In the above process, a plurality of domain servers are connected through the network exchange unit to form a distributed system, all computing units in the distributed system form a computing pool, all memory units form a memory pool, all persistent memory units form a persistent memory pool, all memory units form a storage pool, and the computing pool, the memory pool, the persistent memory pool and the storage pool exist in a resource super-resolution manner. Wherein the local computing pool of the other domain server is connected by the object processing unit, referred to as a remote computing pool with respect to the other domain server, the local memory pool of the other domain server is connected by the object processing unit, referred to as a remote memory pool with respect to the other domain server, the local persistent memory pool of the other domain server is connected by the object processing unit, referred to as a remote persistent memory pool with respect to the other domain server, the local memory pool of the other domain server is connected by the object processing unit, and referred to as a remote holding memory pool with respect to the other domain server.

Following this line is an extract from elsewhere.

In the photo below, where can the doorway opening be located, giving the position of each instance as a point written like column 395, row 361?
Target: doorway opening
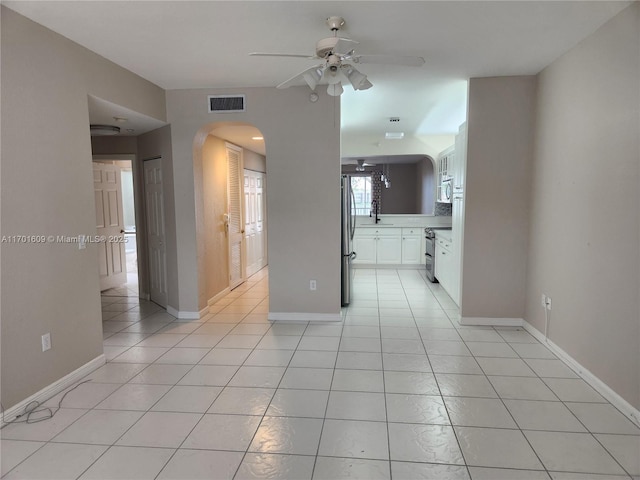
column 232, row 160
column 116, row 224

The advantages of hyperfusion are:
(1) purchasing according to needs: the existing investment is protected, and one-time large-scale purchase is not needed;
(2) and (3) rapid delivery: the existing super-fusion scheme generally supports rapid deployment, and reduces delivery time;
(3) and (3) simplifying management: the existing super-fusion scheme generally realizes the unified management of resources such as calculation, storage, virtualization and the like, so that the operation and maintenance management is simplified;
(4) elastic expansion: the super-fusion architecture generally adopts a distributed architecture, is convenient for linear expansion and is convenient for supporting the capabilities of no single-point fault, local backup, same city, remote disaster recovery and the like.
Hyperfusion also has disadvantages:
(1) information isolated island: the super-fusion scheme does not support the original external storage in the data center generally, so that the problems of low resource utilization efficiency, difficult unified management and the like are caused by the formation of an information island.
In the invention: the original external storage is accessed and pooled through a high-performance network in a form of resource hyper-resolution (hyper-resolution), and the defect of a hyper-converged information island is overcome.
(2) Performance consistency issues: the performance of the storage in the data center is crucial, and the performance is expected to be predictable and consistent, especially for the technical indexes critical to the core service system, such as delay, IOPS, bandwidth, etc.; for the super-convergence architecture, physical resources such as a CPU/memory/network and the like can be contended for by calculation and storage, and the calculation and the storage are interdependent, and the essence of the problem is that various data infrastructure services need calculation capacity, so that the mutual interference (calculation, storage and network) is caused.
In the invention: meanwhile, the method has the advantage of super-decomposition, and because remote (computing or storage) resources are accessed and pooled as required through a high-performance network, expected performance can be guaranteed (predicted), so that the problem of performance consistency in super-fusion is solved.
(3) And (3) transverse expansion: one of the key features of the super-fusion architecture is easy expansion, minimum deployment and capacity expansion as required; in the super fusion, the calculation capacity, the storage performance and the capacity are generally synchronously expanded, the expansion of single capacity in reality cannot be met, some manufacturers also have requirements on the minimum expansion unit, and the expansion flexibility is limited.
In the invention: meanwhile, the method has the advantage of superdecomposition, the calculation or storage is accessed through an Object Processing Unit (OPU) (namely, the storage equipment is accessed only by storage, the calculation equipment is accessed only by calculation, and the calculation equipment and the OPU can be accessed simultaneously), and the OPU is accessed through a high-performance network, so that the expansibility is very flexible.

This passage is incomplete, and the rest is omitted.